In der Zwischenzeit befasste sich die Volkskammer mit der
Einführung einer Autobahngebühr in Form einer Vignette, wie dies ihr verstorbenes Mitglied R. Schatz (fdp, SG) mit einer parlamentarischen Initiative gefordert hatte. Der Bundesrat selbst war bei seiner Botschaft zur Schwerverkehrsabgabe auch auf die Vignette für Autobahnbenützer eingegangen. Er bezifferte dabei die zu erwartenden Einnahmen auf 2–300 Mio Fr. pro Jahr, wovon rund 80% durch Ausländer aufgebracht würden. Unter der Voraussetzung der Einführung der Schwerverkehrssteuer, welche dazu führen würde, dass der Strassenschwerverkehr die ihm angerechneten Kosten voll deckt, drängt sich nach Ansicht der Landesregierung die Erhebung einer Autobahngebühr nicht auf. Trotz diesen Argumenten entschied sich die Volkskammer grundsätzlich für die Anzapfung dieser neuen Geldquelle. Mit deutlicher Mehrheit stimmte sie den Forderungen der Initiative Schatz zu und beauftragte ihre zuständige Kommission mit der Ausarbeitung eines Entwurfs für die erforderliche Verfassungsrevision
[4]. Eine andere Möglichkeit der Mehrbelastung der Autobahnbenützer — insbesondere derjenigen, welche die Schweiz als Transitachse befahren — würde in der Erhebung von Durchfahrtsgebühren für die Alpentunnel bestehen. Da von dieser Gebühr ausschliesslich die Zufahrtstrassen zum Kanton Tessin betroffen wären, lehnten der Bundesrat und die Nationalratskommission, die sich mit einer entsprechenden Initiative Weber (cvp, AG) zu befassen hatte, ihre Einführung aus staatspolitischen Gründen ab. Die aargauische CVP lancierte nach diesem parlamentarischen Misserfolg eine Volksinitiative mit gleicher Zielsetzung
[5].
Namhafte Probleme ergaben sich 1980 für den Eisenbahnverkehr, aber auch für andere Lebensbereiche durch die Tatsache, dass die Schweiz im Gegensatz zu den, meisten europäischen Staaten auf die Einführung der Sommerzeit verzichtete. Nachdem sie zuerst gezögert hatte, den Volksentscheid aus dem Jahre 1978 zu desavouieren,
stimmte nun auch die grosse Kammer dem neuen Zeitgesetz zu, welches die Exekutive ermächtigt, die Sommerzeit einzuführen. Die bäuerlichen Kreise, welche den Abstimmungskampf gegen die erste Zeitgesetzvorlage siegreich geführt hatten, lehnen zwar die Einführung der Sommerzeit nach wie vor ab,
verzichteten diesmal aber auf die Ergreifung des Referendums. Somit steht ab 1981, zur grossen Erleichterung des internationalen Verkehrs- und Geschäftsbetriebs, einer Gleichstellung der Schweizer Uhren mit denjenigen der Nachbarstaaten nichts mehr im Wege
[6].
[1] Zur Vernehmlassung vgl. SPJ, 1979, S. 109; Schweiz. Zeitschrift für Verkehrswirtschaft, 35/1980, Nr. 3, S. 33; NZZ, 154, 5.7.80; Gesch.ber., 1980. S. 299.

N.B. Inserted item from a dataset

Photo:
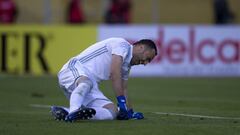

[2] LITRA, Jahresbericht, 1979/80, S. 12 f. ; Amtl. Bull. NR, 1980, S. 1317 ff.; Amtl. Bull. StR, 1980, S. 443 ff. Siehe dazu auch NZZ, 136, 14.6.80. Für die Strassentransportverbände vgl. NZZ, 293, 16.12.80.
[3] BBl, 1980, I, S. 1113 ff.; Amtl. Bull. StR, 1980, S. 413 ff. und 698 ff. Stellung des Transportgewerbes: Bund, 28, 4.2.80; NZZ, 84, 11.4.80. Vgl. auch SPJ, 1979, S. 109 f.
[4] Amtl. Bull. NR, 1980, S. 1584 ff. Bundesrat : BBl, 1980, I, S. 1113 ff. Vgl. ebenfalls SPJ, 1978, S. 100 und 1979, S. 110.
[5] Parlamentarische Initiative Weber: Verhandl. B.vers., 1980, IV, S. 17; BaZ, 268, 14.11.80; Amtl. Bull. NR, 1980, S. 1600; Gesch.ber., 1980, S. 300. Volksinitiative: NZZ, 262, 10.11.80; BBl, 1981, I, S. 315 f. Dasselbe Ziel verfolgt auch Nationalrat Jaeger (Idu, SG) mit einer Motion ( Verhandl. B.vers., 1980, IV, S. 56). Siehe auch SPJ, 1966, S. 81.
[6] Amtl. Bull. NR, 1980, S. 2 ff.; AS, 1981,S. 84 ff.; SPJ, 1979, S. 111 f. ; NZZ, 211, 11.9.80.Opposition: TA, 79, 3.4.80; Vat., 80, 5.4.80; LNN, 112, 14.5.80. SBB: Bund, 72, 26.3.80; BaZ (ddp), 220, 19.9.80.